Michelle is an Associate Professor at Portland State University where she heads the CORE Program and teaches Pedagogy + Praxis to social practice and visual art graduate students. Always looking for the positive, she has been devising new ways to communicate with students as alternatives to our new main mode, Zoom. (Think: letters, group walks using phones, online fairs, and kite-flying). She received an MFA from University of Wisconsin – Madison and BFA from Carnegie Mellon University.  

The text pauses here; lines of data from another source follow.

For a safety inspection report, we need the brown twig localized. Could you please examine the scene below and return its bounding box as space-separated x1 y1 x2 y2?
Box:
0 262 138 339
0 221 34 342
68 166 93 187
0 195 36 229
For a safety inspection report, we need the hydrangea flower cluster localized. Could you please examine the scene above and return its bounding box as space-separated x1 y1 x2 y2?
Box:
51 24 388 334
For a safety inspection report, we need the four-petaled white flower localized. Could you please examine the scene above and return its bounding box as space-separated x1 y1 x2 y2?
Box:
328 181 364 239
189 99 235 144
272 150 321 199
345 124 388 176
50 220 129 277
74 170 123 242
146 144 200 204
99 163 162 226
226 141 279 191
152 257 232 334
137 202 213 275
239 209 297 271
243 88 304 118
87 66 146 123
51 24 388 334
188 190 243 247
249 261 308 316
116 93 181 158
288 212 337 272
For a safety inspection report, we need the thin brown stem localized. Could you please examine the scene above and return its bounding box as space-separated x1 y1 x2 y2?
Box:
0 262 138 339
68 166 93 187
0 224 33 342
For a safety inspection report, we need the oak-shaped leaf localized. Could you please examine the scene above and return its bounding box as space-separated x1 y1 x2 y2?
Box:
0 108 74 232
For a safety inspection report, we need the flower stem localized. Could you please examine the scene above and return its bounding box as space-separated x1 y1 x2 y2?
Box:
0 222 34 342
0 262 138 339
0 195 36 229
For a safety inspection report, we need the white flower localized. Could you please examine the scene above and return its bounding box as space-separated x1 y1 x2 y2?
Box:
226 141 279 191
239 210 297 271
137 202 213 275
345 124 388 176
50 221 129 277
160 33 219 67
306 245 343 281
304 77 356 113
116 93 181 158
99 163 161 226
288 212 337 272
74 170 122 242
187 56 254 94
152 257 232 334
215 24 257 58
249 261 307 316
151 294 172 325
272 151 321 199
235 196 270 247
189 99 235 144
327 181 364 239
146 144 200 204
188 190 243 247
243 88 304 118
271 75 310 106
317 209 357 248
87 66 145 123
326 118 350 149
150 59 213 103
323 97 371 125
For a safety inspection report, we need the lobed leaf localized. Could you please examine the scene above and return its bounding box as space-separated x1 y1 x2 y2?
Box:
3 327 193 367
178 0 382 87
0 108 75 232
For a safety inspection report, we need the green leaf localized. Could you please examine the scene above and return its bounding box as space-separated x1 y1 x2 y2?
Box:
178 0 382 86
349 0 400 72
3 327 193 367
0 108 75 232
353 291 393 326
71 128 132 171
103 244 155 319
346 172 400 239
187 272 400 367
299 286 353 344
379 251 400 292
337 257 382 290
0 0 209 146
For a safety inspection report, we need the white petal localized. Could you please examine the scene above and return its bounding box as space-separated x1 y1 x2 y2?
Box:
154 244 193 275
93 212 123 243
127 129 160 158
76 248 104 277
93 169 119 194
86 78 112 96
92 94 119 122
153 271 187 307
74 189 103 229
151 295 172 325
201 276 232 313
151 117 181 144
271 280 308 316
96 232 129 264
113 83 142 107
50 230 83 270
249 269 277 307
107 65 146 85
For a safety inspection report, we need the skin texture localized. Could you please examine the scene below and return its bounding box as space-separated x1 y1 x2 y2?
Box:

Stacy Isenbarger’s creative pursuits include sculpture, installation, mixed-media drawings & student mentorship. She received her BFA at Clemson University & her MFA from the Lamar Dodd School of Art at the University of Georgia—two places she has tremendous gratitude for especially in regard to how both experiences shaped her approach to teaching.

 

As Foundations Coordinator and Associate Professor of Art + Design at the University of Idaho in Moscow, Idaho, USA, she celebrates her opportunities to explore creative communication and empowerment. When she's not teaching or making—and sometimes when she is—she's usually dancing since the act continuously validates her joy.

Claudia Morales McCain
Contributing Editor

Claudia Morales McCain is an abstract painter and educator based in the San Francisco bay area.  She received her BFA at California State University, Fullerton & her MFA in Drawing and Painting from California State University, Long Beach. Claudia has exhibited her work throughout the United States & abroad including the Torrance Art Museum (CA), The Pacific Design Center (CA), University Art Museum (CA), Arizona State University (AZ), Kohler Arts Center (WI), Alexander Calder Arts Center (MI), United States Embassy, New Zealand, and Centro Nacional De Arte (El Salvador).

 

 Claudia teaches drawing and painting at Santa Rosa Junior College. When she is not teaching, you can find her drawing or painting away in the studio or exploring her new found love for anything to do with clay.